Após décadas de guerras às drogas fracassadas e campanhas de erradicação forçada, a produção de coca continua inabalável. As chaves do coração da coca na Colômbia agora pertencem a uma nova geração de grupos armados que operam menos como os movimentos guerrilheiros históricos do país e mais como empresas criminosas transnacionais. Eles se adaptaram, evoluíram e - o que é mais preocupante - estão vencendo.
A estratégia de "paz total" do presidente colombiano Gustavo Petro prometia diálogo e desmobilização, mas três anos após o início de seu governo, os grupos armados estão em vantagem. Com o fim de sua presidência em 2026 e impossibilitado de buscar um segundo mandato, Petro enfrenta uma dura realidade. Na melhor das hipóteses, ele poderá garantir acordos parciais que mal afetarão a produção de coca, embora até mesmo pequenas vitórias possam ajudar a melhorar uma tendência preocupante.
OS COMANDOS DE LA FRONTERA
Um dos grupos que controlam a produção de cocaína é o Comandos de la Frontera. As fronteiras colombianas com o Peru e o Equador estão entre os principais centros de cultivo de coca do mundo e, embora algumas regiões sejam violentamente disputadas por diferentes grupos armados, os Comandos continuam sendo o grupo dominante, com vastas áreas de território sob seu controle hegemônico.
Em seu feudo, o governo dos Comandos é totalitário. Eles restringem o acesso, fazendo com que os conselhos comunitários locais emitam carteiras de identificação para controlar quem pode entrar e sair. A organização também aplica uma justiça rudimentar, punindo ladrões, por exemplo, que roubam os produtores de coca. As pessoas que não explicam por que estão ali são amarradas a uma árvore enquanto eles investigam, enfrentando tortura e desaparecimento quando não há respostas.
O líder público dos Comandos, Jairo Marín - também conhecido pelo codinome "Popeye" - descreve o sistema de justiça rudimentar em uma entrevista exclusiva, realizada em um local na fronteira com o Equador. "Quando capturamos um ladrão, primeiro analisamos de onde ele vem, quantos crimes cometeu e, em seguida, podemos ordenar que ele saia da área, sancioná-lo e a última linha de ação é executá-lo", diz ele.
Quando capturamos um ladrão, primeiro analisamos de onde ele vem, quantos crimes cometeu e, em seguida, podemos ordenar que ele saia da área, sancioná-lo e a última linha de ação é executá-lo.

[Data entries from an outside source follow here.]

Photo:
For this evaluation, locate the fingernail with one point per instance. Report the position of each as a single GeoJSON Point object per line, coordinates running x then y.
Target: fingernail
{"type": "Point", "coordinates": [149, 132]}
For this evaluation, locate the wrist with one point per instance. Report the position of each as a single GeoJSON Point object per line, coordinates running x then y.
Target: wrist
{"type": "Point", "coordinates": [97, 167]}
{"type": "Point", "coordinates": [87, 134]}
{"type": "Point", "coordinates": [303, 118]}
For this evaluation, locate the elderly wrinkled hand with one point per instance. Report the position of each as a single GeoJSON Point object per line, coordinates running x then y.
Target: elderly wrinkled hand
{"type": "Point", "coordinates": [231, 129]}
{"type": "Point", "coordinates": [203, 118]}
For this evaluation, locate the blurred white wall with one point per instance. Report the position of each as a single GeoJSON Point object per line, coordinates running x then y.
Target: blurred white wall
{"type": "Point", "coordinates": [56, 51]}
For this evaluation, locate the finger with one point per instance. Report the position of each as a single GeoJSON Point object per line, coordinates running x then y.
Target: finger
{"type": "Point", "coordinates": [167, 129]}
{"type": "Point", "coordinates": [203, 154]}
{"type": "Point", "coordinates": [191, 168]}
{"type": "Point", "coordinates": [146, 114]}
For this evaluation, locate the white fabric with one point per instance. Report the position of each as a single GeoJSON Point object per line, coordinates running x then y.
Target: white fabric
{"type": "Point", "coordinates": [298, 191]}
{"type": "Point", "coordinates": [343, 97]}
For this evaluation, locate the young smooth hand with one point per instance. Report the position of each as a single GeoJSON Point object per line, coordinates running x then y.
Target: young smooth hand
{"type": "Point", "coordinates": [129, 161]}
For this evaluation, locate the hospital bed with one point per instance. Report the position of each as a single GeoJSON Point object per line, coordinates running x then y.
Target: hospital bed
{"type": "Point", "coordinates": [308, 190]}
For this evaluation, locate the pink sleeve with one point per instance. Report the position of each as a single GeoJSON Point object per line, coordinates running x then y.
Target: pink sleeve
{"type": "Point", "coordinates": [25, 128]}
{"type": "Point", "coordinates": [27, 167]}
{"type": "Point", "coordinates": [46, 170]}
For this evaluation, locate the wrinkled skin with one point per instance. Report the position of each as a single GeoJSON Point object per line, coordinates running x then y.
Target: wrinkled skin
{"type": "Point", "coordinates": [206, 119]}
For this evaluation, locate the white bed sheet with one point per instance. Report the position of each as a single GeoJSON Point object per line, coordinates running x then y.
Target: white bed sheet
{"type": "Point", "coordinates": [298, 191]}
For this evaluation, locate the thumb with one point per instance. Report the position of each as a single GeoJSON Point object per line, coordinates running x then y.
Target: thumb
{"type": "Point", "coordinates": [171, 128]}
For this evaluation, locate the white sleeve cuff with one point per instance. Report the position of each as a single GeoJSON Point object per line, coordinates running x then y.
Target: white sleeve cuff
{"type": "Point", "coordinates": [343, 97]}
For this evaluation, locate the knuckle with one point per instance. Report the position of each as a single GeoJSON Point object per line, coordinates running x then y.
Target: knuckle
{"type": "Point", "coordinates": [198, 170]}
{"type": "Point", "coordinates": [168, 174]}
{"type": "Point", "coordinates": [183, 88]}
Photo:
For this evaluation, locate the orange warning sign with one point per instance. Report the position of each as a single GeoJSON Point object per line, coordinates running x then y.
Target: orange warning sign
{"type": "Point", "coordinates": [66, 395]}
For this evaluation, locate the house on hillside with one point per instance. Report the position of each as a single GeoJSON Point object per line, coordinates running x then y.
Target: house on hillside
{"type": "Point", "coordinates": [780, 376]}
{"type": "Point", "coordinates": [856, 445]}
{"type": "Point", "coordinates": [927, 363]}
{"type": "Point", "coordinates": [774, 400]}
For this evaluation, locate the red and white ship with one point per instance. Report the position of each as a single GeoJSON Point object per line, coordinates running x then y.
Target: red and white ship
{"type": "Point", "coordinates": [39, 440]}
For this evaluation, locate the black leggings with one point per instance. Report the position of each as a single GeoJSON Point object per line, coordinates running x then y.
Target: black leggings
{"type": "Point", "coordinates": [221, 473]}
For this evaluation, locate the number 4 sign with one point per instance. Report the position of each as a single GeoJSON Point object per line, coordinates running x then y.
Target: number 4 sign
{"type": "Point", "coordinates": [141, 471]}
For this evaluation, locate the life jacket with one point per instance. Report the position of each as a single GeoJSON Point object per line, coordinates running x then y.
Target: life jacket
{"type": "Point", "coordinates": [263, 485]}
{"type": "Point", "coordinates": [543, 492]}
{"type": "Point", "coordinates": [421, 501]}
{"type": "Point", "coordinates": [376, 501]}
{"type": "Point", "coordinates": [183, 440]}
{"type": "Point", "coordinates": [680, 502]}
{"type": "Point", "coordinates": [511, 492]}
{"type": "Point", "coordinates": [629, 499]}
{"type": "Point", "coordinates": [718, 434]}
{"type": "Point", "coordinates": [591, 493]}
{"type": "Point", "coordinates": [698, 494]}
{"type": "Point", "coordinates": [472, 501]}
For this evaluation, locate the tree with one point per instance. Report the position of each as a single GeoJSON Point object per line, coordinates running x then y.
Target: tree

Jairo Marín, líder dos Comandos de la Frontera
Assim como outros membros da liderança dos Comandos, Marín pertencia às estruturas das Forças Armadas Revolucionárias da Colômbia - as Farc - das quais cerca de 13 mil combatentes se desmobilizaram após um abrangente tratado de paz, em 2016, que pôs fim a mais de meio século de conflito. Marín, um homem contemplativo, mas conciso, juntou-se às Farc, hoje desmobilizadas, aos 13 anos, e agora está na casa dos 50. Outro comandante local, de codinome Chacal, um homem gregário e doutrinador, de idade semelhante, que participou da entrevista, tinha apenas 11 anos quando se alistou.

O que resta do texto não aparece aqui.